Pivotal data is not due to emerge until next year, but phase II data on ‘719 as monotherapy was presented at the ERS meeting this week. The improvement in lung function compared favourably with Spiriva, analysts at JP Morgan noted, adding that the data suggests the product could be competitive as a LAMA monotherapy.
Also presented was phase IIa data from the companies’ first-in-class MABA – an inhaled, single molecule bifunctional bronchodilator with both muscarinic antagonist and beta2 receptor agonist activity. The agent significantly improved bronchodilation over a free combination of Spiriva and Serevent - an off patent LABA - and showed a non-significant faster onset of action with an encouraging safety profile.
Phase IIb data is due next year; analysts reckon the drug holds potential as part of a triple therapy, combined with an inhaled corticosteroid.
Glaxo will also start to unveil a raft of pivotal data on Advair follow-on Relovair next year. Alongside results from the LAMA/LABA programme this information will indicate what the future holds for the British pharma giant in the respiratory space.
At this stage it is not clear whether Glaxo plans to launch umeclidinium as a monotherapy; as with Novartis much of the attention rests on the combination of the LAMA with a LABA. These dual therapies are further behind in development and as such consensus forecasts for the moment are heavily risk adjusted, although analysts and the companies believe these products hold the real commercial potential.
As the dominant incumbent in the LAMA space it is surprising Boehringer has let competitors get so far ahead with a combination product. According to Bernstein analysts, the company’s efforts in this area were stymied by a set back in developing a suitable inhaler device. However, the company announced earlier this month that a phase III programme called TOviTO has started, investigating Spiriva plus the LABA olodaterol, using its Respimat Soft Mist inhaler.
The first two trials will compare the combination to its component parts, over 52 weeks and in 5,000 patients. Olodaterol has yet to be filed with regulators and the company plans to publish phase III data in the near future.
Also with a late-stage novel LAMA is Almirall and Forest with aclidinium, a drug that has taken much time and research effort to establish as a viable contender and has failed in past phase III studies, which was blamed on trial design (Almirall resuscitates ailing COPD drug, October 15, 2008).
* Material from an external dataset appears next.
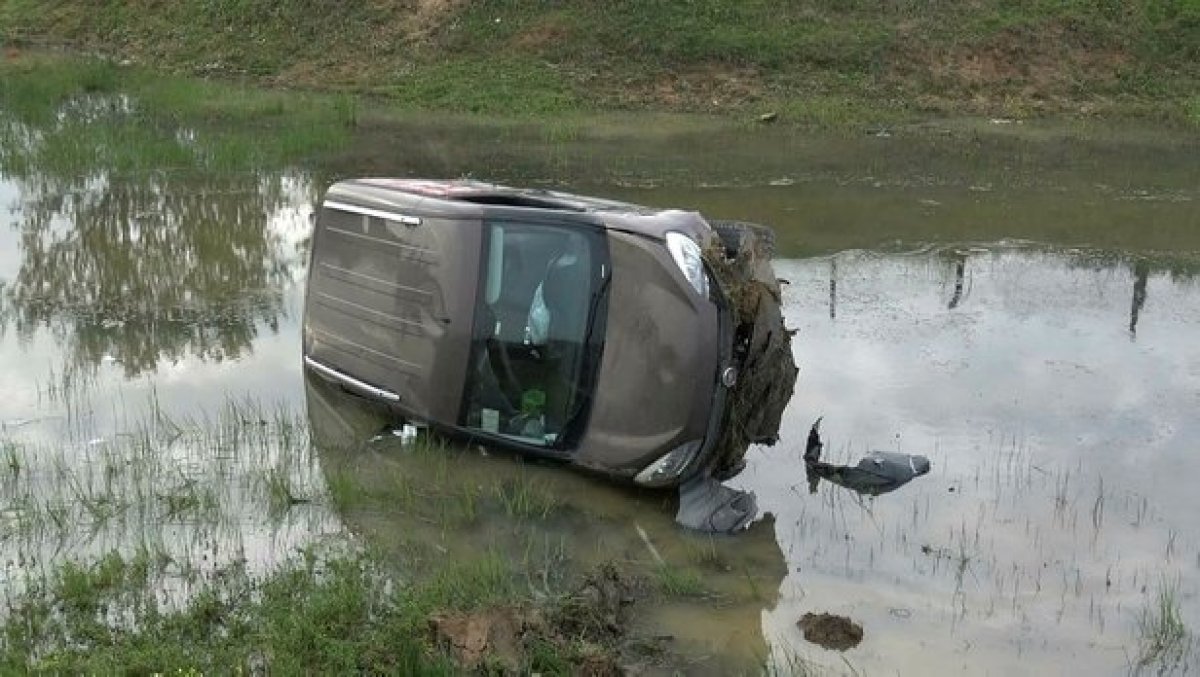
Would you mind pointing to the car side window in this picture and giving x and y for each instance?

Branded Eklira, the twice-daily LAMA has already filed for approval in both the EU and US and at ERS detailed data from a third pivotal trial were presented, confirming a potent but uninspiring profile, analysts believe.
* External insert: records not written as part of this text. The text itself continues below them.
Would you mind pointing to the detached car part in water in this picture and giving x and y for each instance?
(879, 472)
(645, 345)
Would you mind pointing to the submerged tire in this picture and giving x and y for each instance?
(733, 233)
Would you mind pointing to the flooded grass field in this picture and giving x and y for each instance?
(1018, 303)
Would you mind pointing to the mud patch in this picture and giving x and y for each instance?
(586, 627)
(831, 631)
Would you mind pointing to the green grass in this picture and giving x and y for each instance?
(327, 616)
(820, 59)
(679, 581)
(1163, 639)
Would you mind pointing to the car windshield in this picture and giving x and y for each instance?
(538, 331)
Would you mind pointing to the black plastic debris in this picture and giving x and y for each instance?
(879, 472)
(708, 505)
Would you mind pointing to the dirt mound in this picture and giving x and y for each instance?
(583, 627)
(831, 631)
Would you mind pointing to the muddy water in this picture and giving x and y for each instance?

A well as its less convenient dosing schedule, data so far suggests the drug is less effective than NVA237, and an “also-ran” future appears to beckon. A combination product is in phase II, pairing aclidinium with off-patent LABA formoterol, and pivotal trials are expected to start next year.
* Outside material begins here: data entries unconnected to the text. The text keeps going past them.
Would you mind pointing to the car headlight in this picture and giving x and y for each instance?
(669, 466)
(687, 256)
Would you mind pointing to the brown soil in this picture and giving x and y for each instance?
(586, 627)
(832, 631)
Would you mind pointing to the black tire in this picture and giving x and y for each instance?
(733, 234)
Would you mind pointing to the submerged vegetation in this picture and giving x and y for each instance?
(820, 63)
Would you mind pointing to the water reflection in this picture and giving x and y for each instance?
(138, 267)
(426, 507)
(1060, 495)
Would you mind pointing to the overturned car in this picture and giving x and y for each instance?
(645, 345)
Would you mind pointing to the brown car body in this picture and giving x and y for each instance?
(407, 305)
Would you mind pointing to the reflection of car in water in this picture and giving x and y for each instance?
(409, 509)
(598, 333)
Should the Almirall/Forest products reach the market some analysts believe the partners will compete on price, adding another new dimension to a market currently enjoyed by one, dominant incumbent.
First real test?
Spiriva certainly represents a formidable incumbent to the new LAMAs in development, but it has drawbacks.
Approximately 20% of patients complain of dry mouth – in trials of NVA237 and Eklira this tolerability issue has been cut to around 3%. Meanwhile many patients dislike the inhaler device, and the new entrants all believe they have either smaller or less cumbersome devices to offer.
As such there is certainly scope for new entrants to take share. Should Eklira’s regulatory progress be swift it will be the first to really test Boehringer’s hold on the market. This prospect could help Almirall sign a weighty marketing partner in Europe, the search for which is ongoing.
But it seems likely the marketing might of Novartis and a little later Glaxo will present the first real test of Spiriva’s appeal.